Residential buildings in Washington state, US

The Insignia Towers are a pair of 41-story residential skyscrapers on a shared podium in the Denny Regrade neighborhood of Seattle, Washington, United States. The towers have a combined 698 condominiums and were developed by Canadian firm Bosa Development. The complex includes 36,000 sqft of retail space, an underground parking garage with 900 stalls, and amenity areas for residents in both towers.

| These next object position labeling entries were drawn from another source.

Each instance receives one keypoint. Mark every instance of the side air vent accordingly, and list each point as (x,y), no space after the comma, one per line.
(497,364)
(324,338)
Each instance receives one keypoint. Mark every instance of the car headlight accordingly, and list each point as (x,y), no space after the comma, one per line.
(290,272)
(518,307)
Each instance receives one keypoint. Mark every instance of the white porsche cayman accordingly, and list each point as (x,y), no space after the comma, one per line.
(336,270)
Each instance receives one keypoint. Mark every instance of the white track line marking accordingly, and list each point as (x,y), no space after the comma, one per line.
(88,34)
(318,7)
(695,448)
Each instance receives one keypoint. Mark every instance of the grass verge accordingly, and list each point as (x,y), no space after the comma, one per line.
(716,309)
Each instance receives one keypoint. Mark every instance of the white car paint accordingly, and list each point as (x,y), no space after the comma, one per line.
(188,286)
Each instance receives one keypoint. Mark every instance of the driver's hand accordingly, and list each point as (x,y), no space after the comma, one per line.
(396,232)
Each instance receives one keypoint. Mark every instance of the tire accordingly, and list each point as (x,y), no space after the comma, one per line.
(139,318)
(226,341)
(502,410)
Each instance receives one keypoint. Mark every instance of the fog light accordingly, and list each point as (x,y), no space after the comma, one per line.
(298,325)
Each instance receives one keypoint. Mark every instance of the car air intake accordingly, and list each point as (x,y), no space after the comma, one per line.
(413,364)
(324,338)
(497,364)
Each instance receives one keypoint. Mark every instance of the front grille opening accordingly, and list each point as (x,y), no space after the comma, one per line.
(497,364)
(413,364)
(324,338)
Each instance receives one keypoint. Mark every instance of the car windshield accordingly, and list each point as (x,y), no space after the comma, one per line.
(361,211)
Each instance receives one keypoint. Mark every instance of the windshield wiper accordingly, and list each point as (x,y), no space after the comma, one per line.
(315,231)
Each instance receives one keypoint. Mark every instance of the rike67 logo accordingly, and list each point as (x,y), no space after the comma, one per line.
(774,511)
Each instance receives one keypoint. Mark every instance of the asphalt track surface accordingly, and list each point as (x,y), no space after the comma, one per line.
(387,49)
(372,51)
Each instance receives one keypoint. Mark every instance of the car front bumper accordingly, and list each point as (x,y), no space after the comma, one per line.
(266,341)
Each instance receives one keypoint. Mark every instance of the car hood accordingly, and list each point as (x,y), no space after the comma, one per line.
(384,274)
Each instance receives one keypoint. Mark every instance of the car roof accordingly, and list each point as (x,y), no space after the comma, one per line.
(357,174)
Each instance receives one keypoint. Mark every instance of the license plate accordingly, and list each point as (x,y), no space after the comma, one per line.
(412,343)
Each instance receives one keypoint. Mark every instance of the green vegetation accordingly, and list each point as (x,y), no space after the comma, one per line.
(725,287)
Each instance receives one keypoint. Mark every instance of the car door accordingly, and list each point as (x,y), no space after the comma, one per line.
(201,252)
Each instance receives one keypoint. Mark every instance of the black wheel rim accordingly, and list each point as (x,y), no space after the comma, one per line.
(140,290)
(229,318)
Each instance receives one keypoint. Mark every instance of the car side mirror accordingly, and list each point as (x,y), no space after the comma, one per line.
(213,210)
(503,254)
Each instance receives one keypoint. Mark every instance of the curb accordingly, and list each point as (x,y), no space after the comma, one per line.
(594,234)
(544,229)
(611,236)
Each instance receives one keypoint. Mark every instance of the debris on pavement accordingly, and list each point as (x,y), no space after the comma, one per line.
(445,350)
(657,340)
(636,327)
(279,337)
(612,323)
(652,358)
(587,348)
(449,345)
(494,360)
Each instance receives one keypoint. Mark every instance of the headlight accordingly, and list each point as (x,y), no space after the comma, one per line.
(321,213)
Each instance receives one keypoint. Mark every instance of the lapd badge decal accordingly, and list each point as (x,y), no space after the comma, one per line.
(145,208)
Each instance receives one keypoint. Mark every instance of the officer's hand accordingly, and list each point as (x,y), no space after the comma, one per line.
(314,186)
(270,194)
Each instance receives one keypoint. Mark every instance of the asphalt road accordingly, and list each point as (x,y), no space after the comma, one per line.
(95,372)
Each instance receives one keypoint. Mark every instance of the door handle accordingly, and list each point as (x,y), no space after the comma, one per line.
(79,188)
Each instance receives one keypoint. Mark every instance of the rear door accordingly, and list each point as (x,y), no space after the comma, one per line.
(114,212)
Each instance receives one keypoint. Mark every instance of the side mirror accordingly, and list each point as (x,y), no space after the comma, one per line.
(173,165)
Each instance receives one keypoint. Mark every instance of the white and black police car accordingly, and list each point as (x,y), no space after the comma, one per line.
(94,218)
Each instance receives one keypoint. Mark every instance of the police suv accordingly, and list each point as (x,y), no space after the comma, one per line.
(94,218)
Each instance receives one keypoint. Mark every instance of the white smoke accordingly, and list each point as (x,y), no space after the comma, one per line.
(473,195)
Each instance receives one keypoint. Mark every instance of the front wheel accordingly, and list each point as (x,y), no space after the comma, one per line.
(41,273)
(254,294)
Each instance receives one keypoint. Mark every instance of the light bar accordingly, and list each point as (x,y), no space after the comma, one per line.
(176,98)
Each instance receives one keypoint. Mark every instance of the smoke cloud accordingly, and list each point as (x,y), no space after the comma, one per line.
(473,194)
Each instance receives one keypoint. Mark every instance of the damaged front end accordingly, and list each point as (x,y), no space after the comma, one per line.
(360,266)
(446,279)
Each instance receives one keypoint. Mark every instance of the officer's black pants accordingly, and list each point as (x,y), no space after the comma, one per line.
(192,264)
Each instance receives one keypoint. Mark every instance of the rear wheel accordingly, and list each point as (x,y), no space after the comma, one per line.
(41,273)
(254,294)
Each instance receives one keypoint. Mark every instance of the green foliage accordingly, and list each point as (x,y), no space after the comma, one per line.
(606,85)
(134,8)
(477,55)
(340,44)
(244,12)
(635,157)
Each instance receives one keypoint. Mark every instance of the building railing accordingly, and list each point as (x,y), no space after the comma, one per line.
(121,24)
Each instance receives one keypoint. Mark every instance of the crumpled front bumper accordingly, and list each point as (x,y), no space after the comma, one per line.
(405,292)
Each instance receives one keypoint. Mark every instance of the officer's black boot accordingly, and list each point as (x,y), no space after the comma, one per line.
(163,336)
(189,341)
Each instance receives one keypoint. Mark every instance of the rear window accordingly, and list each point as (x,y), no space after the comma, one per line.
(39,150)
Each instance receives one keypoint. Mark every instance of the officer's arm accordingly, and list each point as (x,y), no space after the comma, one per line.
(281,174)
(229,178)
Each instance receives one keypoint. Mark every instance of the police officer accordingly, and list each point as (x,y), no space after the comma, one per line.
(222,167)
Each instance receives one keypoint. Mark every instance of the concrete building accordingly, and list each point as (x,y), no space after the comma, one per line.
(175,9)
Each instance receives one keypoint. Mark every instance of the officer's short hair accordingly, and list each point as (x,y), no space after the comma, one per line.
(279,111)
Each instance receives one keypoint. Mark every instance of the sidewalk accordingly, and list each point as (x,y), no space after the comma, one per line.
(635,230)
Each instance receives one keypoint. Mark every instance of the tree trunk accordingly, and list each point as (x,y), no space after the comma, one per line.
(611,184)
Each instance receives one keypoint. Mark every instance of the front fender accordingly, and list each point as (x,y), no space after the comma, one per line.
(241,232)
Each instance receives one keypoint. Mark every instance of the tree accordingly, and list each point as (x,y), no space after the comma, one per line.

The Insignia project was announced by another developer, Vancouver-based Embassy Development, in 2006 with a design of two towers by Perkins & Company. The full city block was acquired in 2007 from Clise Properties for $49.9 million. The 440 ft condominium towers were planned to include sustainable features, such as heat pumps, and received planning approval from the city government and planned to begin construction in 2008. Embassy paused work on Insignia due to the late-2000s recession and later sold its stake in the project to Bosa Development, which announced plans to restart work in 2012 after market conditions had improved. Amazon had begun construction of their new headquarters campus nearby, which triggered new interest in condominium development in the Denny Regrade.

The project was the largest post-recession residential development in Seattle and cost an estimated $450 million. Construction of the complex's south tower began in June 2012, with plans to complete the foundation and underground portions for both towers but leave the north tower for a later phase. Preliminary work on the north tower began in September 2013. The south tower topped out in August 2014 and was finished in July 2015. The north tower was completed in 2016, with three units in the entire complex still for sale. The final unit, a two-bedroom penthouse, was sold in March 2017.